Dos días después de que se desatara la mayor crisis en dos décadas en el Real Madrid tras conocerse la pelea entre Valverde y Tchouameni, la primera y única persona de la entidad que se puso delante de un micrófono para dar explicaciones de lo sucedido fue su entrenador, Álvaro Arbeloa, que no parece probable que vaya a seguir la próxima temporada. Y él, que siempre ha alimentado su perfil e imagen de hombre de club, lanzó este sábado un discurso de filas prietas hacia dentro. Defendió a Valverde y Tchouameni, la salud del vestuario, la reacción del club y hasta la figura del presidente.
“Estoy muy orgulloso de la contundencia, rapidez y transparencia del Madrid”, se arrancó el técnico en una primera respuesta muy larga y estudiada. “Los jugadores han reconocido su error, se han arrepentido, han asumido las consecuencias y han pedido perdón a la afición, al club y al vestuario. Con eso me sirve. Lo que no haré es quemarlos en una hoguera pública. No se lo merecen, por lo que han hecho durante tantos años, lo que me han demostrado en estos cuatro meses, por su esfuerzo y compromiso con esta camiseta”, proclamó Arbeloa, que no dudó en apelar al mito de Juan Gómez, Juanito, para justificar al uruguayo (con el que ya lo había comparado en el pasado) y al francés.
“Para mí es el paradigma de lo que debe ser un jugador del Real Madrid. ¿No se equivocó nunca?
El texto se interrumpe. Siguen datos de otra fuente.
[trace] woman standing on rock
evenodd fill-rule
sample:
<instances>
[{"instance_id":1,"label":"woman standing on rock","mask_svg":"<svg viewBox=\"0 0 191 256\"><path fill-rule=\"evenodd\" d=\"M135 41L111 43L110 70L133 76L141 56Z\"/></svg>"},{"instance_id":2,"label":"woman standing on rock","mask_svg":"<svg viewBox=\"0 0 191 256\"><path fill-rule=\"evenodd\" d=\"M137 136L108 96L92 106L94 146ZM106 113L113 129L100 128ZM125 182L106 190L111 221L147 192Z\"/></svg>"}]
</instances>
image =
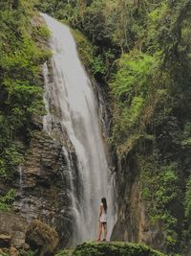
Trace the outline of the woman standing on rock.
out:
<instances>
[{"instance_id":1,"label":"woman standing on rock","mask_svg":"<svg viewBox=\"0 0 191 256\"><path fill-rule=\"evenodd\" d=\"M98 221L99 221L99 227L98 227L97 241L100 241L102 228L104 228L104 239L102 241L106 241L106 237L107 237L107 201L106 201L105 198L101 198Z\"/></svg>"}]
</instances>

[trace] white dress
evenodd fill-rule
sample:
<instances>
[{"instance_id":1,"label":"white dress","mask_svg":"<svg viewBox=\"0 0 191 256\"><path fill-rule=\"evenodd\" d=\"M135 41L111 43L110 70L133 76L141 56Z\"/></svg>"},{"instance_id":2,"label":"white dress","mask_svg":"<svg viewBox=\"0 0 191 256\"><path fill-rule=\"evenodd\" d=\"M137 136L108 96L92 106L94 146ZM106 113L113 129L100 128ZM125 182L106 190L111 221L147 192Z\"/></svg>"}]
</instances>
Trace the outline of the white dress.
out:
<instances>
[{"instance_id":1,"label":"white dress","mask_svg":"<svg viewBox=\"0 0 191 256\"><path fill-rule=\"evenodd\" d=\"M107 222L107 212L104 211L103 203L101 203L100 206L102 206L102 213L99 221L100 222Z\"/></svg>"}]
</instances>

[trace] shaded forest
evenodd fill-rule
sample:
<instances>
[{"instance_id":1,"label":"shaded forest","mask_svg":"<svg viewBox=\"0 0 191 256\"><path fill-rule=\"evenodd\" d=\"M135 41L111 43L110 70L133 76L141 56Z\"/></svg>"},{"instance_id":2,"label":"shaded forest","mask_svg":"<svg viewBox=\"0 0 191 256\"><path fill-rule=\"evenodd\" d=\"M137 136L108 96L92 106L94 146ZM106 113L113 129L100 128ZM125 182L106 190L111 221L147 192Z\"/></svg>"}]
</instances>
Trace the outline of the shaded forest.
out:
<instances>
[{"instance_id":1,"label":"shaded forest","mask_svg":"<svg viewBox=\"0 0 191 256\"><path fill-rule=\"evenodd\" d=\"M109 96L108 144L117 163L133 159L152 225L168 255L191 246L191 1L10 0L0 3L0 179L9 184L43 115L46 27L36 12L74 29L84 64ZM118 175L118 195L125 176ZM125 197L125 195L123 195ZM124 197L118 197L119 205ZM14 200L11 189L0 208ZM128 202L131 204L131 202ZM188 255L188 254L187 254Z\"/></svg>"}]
</instances>

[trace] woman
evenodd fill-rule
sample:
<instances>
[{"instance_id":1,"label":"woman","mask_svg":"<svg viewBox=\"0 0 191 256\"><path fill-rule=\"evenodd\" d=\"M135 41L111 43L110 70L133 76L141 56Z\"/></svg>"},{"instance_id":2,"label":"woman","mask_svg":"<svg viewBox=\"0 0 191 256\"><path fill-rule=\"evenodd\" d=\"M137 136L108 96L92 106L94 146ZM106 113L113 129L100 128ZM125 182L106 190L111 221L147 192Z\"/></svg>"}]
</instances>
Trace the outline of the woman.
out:
<instances>
[{"instance_id":1,"label":"woman","mask_svg":"<svg viewBox=\"0 0 191 256\"><path fill-rule=\"evenodd\" d=\"M98 227L98 238L97 241L100 241L102 228L104 228L104 239L106 241L107 237L107 201L106 198L101 198L100 212L99 212L99 227Z\"/></svg>"}]
</instances>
Los madridistas estamos muy orgullosos, es al único al que cantamos cada partido, se dejó el alma por el escudo, lo defendió siempre. ¿No me voy a equivocar yo? Y jamás me pondría a su altura. Lo sentimos como uno de los nuestros, que se equivocó, como cualquier persona. Valverde y Tchouameni representan muy bien el Real Madrid, se merecen que pasemos página, que les demos una oportunidad. Estoy muy orgulloso de ellos”, abundó Arbeloa en un intento desesperado por cerrar el asunto en medio de una tormenta histórica en Valdebebas.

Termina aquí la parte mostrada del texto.